1.2 A European court should not be called upon to bankrupt centuries of European tradition. No court, certainly not this Court, should rob the Italians of part of their cultural personality

2.5 Freedom of religion is not secularism. Freedom of religion is not the separation of Church and State. Freedom of religion is not religious equidistance – all seductive notions, but of which no one has so far appointed this Court to be the custodian. In Europe, secularism is optional, freedom of religion is not.
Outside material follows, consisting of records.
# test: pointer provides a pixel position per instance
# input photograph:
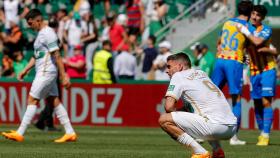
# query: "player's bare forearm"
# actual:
(256, 40)
(30, 65)
(59, 64)
(170, 103)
2.6 Freedom of religion, and freedom from religion, in substance, consist in the rights to profess freely any religion of the individual's choice, the right to freely change one's religion, the right not to embrace any religion at all, and the right to manifest one's religion by means of belief, worship, teaching and observance. Here the Convention catalogue grinds to a halt, well short of the promotion of any State secularism."

"JUDGE POWER
Neutrality requires a pluralist approach on the part of the State, not a secularist one. It encourages respect for all world views rather than a preference for one. To my mind, the Chamber Judgment was striking in its failure to recognise that secularism (which was the applicant's preferred belief or world view) was, in itself, one ideology among others. A preference for secularism over alternative world views—whether religious, philosophical or otherwise—is not a neutral option. The Convention requires that respect be given to the first applicant's convictions insofar as the education and teaching of her children was concerned. It does not require a preferential option for and endorsement of those convictions over and above all others.........To prohibit in public schools, regardless of the wishes of the body politic, the display of a symbol representative of that (or indeed any other religious) tradition and to require of the State that it pursues not a pluralist but a secularist agenda, risks venturing towards the territory of intolerance – a concept that is contrary to the values of the Convention."